ベンヤミン・ネタニヤフイスラエル首相が、イランとその代理勢力に対し、聖書の「10大災厄」に比肩し得る致命的な打撃、いわゆる「5大災厄」を与えたと自評した。
31日(現地時間)、ネタニヤフ首相はユダヤ教の主要な祭日である過越祭(Passover)を翌日に控え、ビデオ声明を通じてイスラエルの軍事的成果を強調した。
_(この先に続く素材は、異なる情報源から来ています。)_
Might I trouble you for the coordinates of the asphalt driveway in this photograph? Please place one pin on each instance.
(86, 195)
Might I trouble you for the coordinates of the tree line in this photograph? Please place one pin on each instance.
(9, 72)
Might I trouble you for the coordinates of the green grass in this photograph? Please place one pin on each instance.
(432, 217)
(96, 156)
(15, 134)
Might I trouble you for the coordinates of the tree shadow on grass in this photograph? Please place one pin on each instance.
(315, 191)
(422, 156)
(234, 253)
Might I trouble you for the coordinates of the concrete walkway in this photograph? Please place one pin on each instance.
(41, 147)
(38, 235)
イランが弾道ミサイル開発、核濃縮、武装代理勢力支援に約1兆ドル(約1,350兆ウォン)を投じたものの、イスラエル側の攻撃で全てが水泡に帰したという主張である.
ネタニヤフ首相はイラン本土を狙ったいわゆる「5つの災厄」として、▲核プログラム打撃 ▲弾道ミサイル施設破壊 ▲政権基盤の無力化 ▲内部治安部隊への圧力 ▲首脳部の除去、などを挙げた。
さらに「イランの核兵器と弾道ミサイル製造のための産業的能力を完全に破壊した」と明言し、「イラン政権の崩壊は遠くない」と重ねて強調した。
2025年6月に両国間で起きた「12日戦争」にも言及した。ネタニヤフ首相は「当時はイランの即時的な核武装の脅威を除去したとすれば、今回の戦争ではその破壊手段を生み出すイラン政権の産業的能力そのものを壊滅させた」と説明した。
ネタニヤフ首相は現状を「戦略的反転の局面」だと評価した。
ネタニヤフ首相は「過去にはイランがイスラエルの喉元を締めようとしたが、今やイスラエルがイランの喉元を締め上げている」とし、「イラン政権はかつてないほど弱体化したが、イスラエルはこれまでになく強くなった」と述べた。
続けて「共通の脅威であるイランに対抗し、域内の主要国と新たな同盟を構築している」とし、「近く重要な協定について、より詳しく説明できることを期待する」とも明らかにした。ただし具体的な同盟パートナーには言及しなかった。
戦争が終わっていない状況でこのように成果を列挙した背景には、戦争の早期終結に備えて自身の成果を固めようとする計算が働いたとみられる。
同日、ドナルド・トランプ米国大統領は「まもなくイラン戦争を終結させる」と述べ、撤収時点を2〜3週間以内と見通した。